Pati, umbara.co.id – Dalam sidang paripurna DPRD Kabupaten Pati, Fraksi Partai Keadilan Sejahtera (PKS) menyampaikan pandangan umum mereka terhadap Raperda Rencana Pembangunan Jangka Menengah Daerah (RPJMD) Kabupaten Pati Tahun 2025–2029. Ketua Fraksi PKS, Narso, mengawali penyampaiannya dengan apresiasi terhadap seluruh pihak yang telah menyusun dokumen penting tersebut.
Menurut Fraksi PKS, RPJMD kali ini memberikan gambaran yang menyeluruh tentang arah pembangunan Kabupaten Pati selama lima tahun mendatang. Visi yang diusung, yakni “Masyarakat Kabupaten Pati yang Adil Makmur, didukung SDM Unggul dan Berkarakter”, disebut selaras dengan semangat pemerataan dan keberlanjutan.

“RPJMD ini bukan hanya dokumen administratif, melainkan peta jalan yang akan menentukan wajah Pati ke depan. Untuk itu, sinergitas antar stakeholder menjadi mutlak agar pelaksanaannya berjalan efektif,” tegas Narso.
Dalam responsnya terhadap penjelasan Bupati Pati, Fraksi PKS menyampaikan beberapa masukan strategis sebagai berikut:
1. Dorongan untuk Kesejahteraan dan Sektor Formal
Fraksi PKS menilai penurunan angka pengangguran sebagai capaian positif. Namun demikian, mereka mengingatkan agar Pemkab tidak lengah, dan terus mengupayakan kebijakan berbasis data dan analisis mendalam yang mampu mendorong pertumbuhan sektor formal.

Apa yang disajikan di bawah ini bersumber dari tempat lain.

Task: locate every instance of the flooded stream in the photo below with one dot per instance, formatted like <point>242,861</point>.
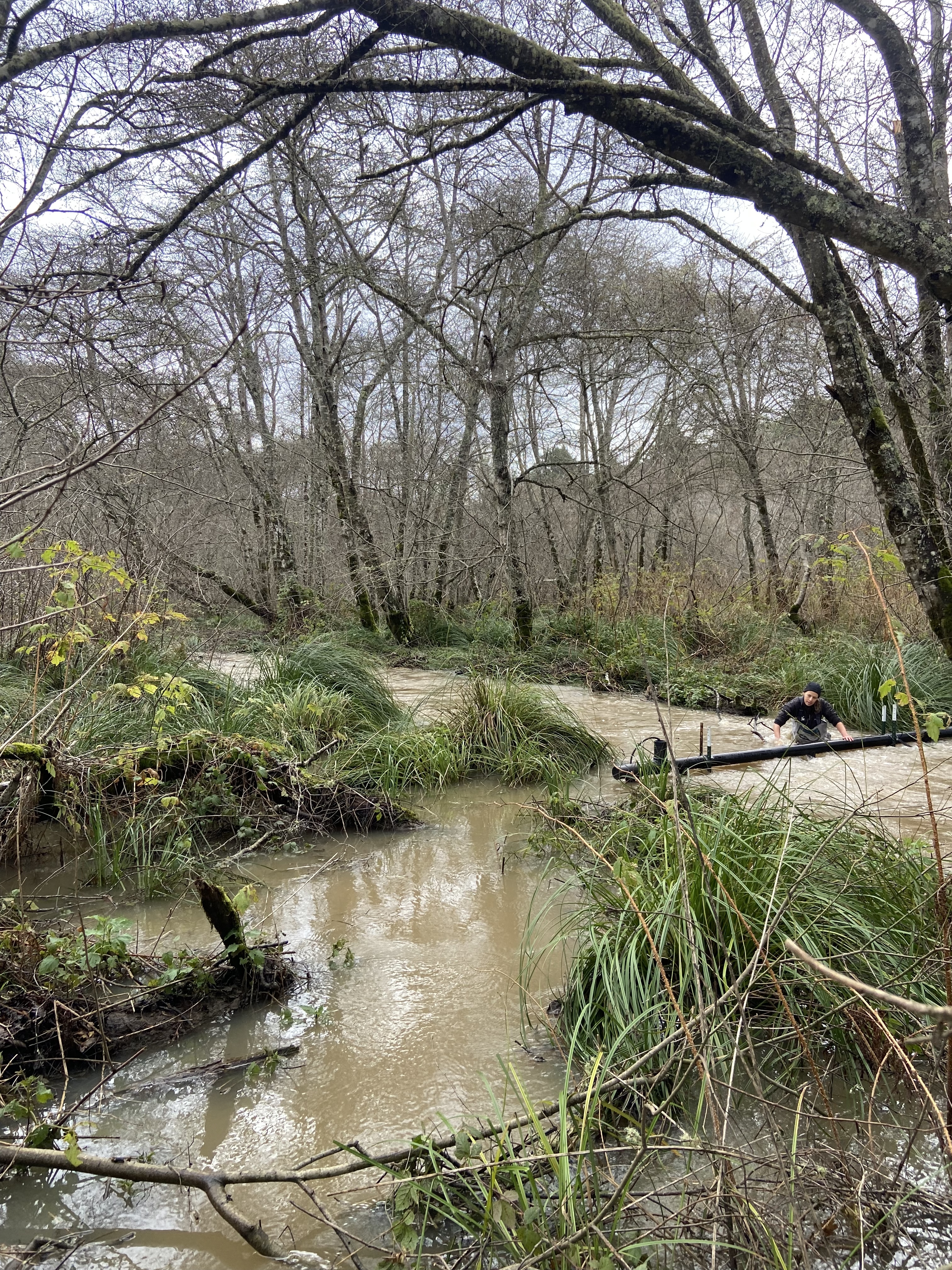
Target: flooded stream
<point>413,1028</point>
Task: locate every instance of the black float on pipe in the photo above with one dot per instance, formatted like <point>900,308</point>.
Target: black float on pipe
<point>631,771</point>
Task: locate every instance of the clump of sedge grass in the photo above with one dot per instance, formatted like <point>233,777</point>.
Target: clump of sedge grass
<point>730,870</point>
<point>337,668</point>
<point>522,733</point>
<point>498,727</point>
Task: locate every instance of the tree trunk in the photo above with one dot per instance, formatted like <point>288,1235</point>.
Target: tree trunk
<point>749,548</point>
<point>501,399</point>
<point>923,550</point>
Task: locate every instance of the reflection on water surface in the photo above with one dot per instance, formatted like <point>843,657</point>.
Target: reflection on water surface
<point>414,1027</point>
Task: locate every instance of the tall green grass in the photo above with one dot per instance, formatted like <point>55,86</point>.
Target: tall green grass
<point>846,892</point>
<point>497,727</point>
<point>337,668</point>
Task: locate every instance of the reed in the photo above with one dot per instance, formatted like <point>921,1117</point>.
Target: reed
<point>497,727</point>
<point>706,884</point>
<point>337,668</point>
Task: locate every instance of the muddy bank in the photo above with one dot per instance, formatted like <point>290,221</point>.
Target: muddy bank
<point>75,995</point>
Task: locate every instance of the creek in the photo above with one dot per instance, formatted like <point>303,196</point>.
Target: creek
<point>414,1028</point>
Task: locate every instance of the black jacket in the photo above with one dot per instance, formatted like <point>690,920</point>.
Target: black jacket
<point>810,717</point>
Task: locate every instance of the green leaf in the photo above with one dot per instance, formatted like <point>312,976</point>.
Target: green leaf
<point>42,1137</point>
<point>73,1154</point>
<point>244,900</point>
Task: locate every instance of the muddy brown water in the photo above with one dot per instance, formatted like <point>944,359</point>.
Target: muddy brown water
<point>417,1027</point>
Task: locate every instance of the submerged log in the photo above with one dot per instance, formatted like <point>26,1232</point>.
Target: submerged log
<point>225,920</point>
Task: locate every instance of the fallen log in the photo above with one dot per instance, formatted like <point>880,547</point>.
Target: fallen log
<point>660,758</point>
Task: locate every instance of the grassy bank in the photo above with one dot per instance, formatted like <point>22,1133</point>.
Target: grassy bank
<point>739,660</point>
<point>161,766</point>
<point>664,906</point>
<point>723,1105</point>
<point>76,993</point>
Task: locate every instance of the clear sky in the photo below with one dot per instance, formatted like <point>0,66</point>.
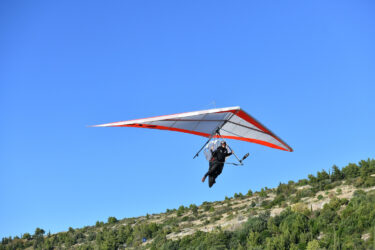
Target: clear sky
<point>305,69</point>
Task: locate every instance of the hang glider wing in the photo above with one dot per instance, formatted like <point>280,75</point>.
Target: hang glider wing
<point>232,123</point>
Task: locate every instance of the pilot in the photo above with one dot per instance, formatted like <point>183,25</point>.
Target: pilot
<point>216,164</point>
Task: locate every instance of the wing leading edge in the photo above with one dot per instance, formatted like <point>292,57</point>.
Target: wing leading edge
<point>232,122</point>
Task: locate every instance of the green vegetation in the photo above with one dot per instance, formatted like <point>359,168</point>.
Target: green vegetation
<point>340,224</point>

2. Regulasi Tegas untuk Perlindungan Infrastruktur
Peningkatan pembangunan infrastruktur jalan menurut PKS perlu dibarengi dengan kebijakan pengawasan ketat, terutama terhadap kendaraan angkutan barang yang kerap melebihi batas muatan. Hal ini dianggap penting demi menjaga kualitas jalan agar tetap layak dan aman digunakan.
3. Perhatian Serius terhadap Kesehatan Ibu dan Anak
Narso menekankan agar Pemkab lebih fokus pada upaya pengurangan angka kematian ibu dan bayi, serta mempercepat penurunan stunting. Menurutnya, edukasi masyarakat dan layanan kesehatan preventif harus diperkuat agar target-target kesehatan dapat tercapai.
4. Solusi Partisipatif untuk Pengelolaan Sampah
Fraksi PKS juga menyoroti permasalahan sampah yang belum tertangani secara merata di seluruh kecamatan. Mereka mendorong lahirnya kebijakan yang tidak hanya menyentuh aspek teknis, tetapi juga mengedepankan peran serta masyarakat.
Dalam bagian akhir pandangannya, Fraksi PKS mengingatkan pentingnya proses perumusan RPJMD ini dijalankan secara inklusif dan bertanggung jawab.
“Kami melihat proses ini sebagai bentuk kolaborasi yang harus terus dijaga. Oleh karena itu, Fraksi PKS menyatakan sepakat agar Raperda RPJMD dilanjutkan ke tahap pembahasan berikutnya sesuai mekanisme yang ada,” kata Narso menutup pandangan fraksinya.
Dengan pandangan ini, Fraksi PKS menegaskan komitmennya untuk terus mengawal kebijakan daerah agar tetap berpihak pada rakyat, berorientasi pada keadilan sosial, dan berpijak pada pembangunan yang berkelanjutan.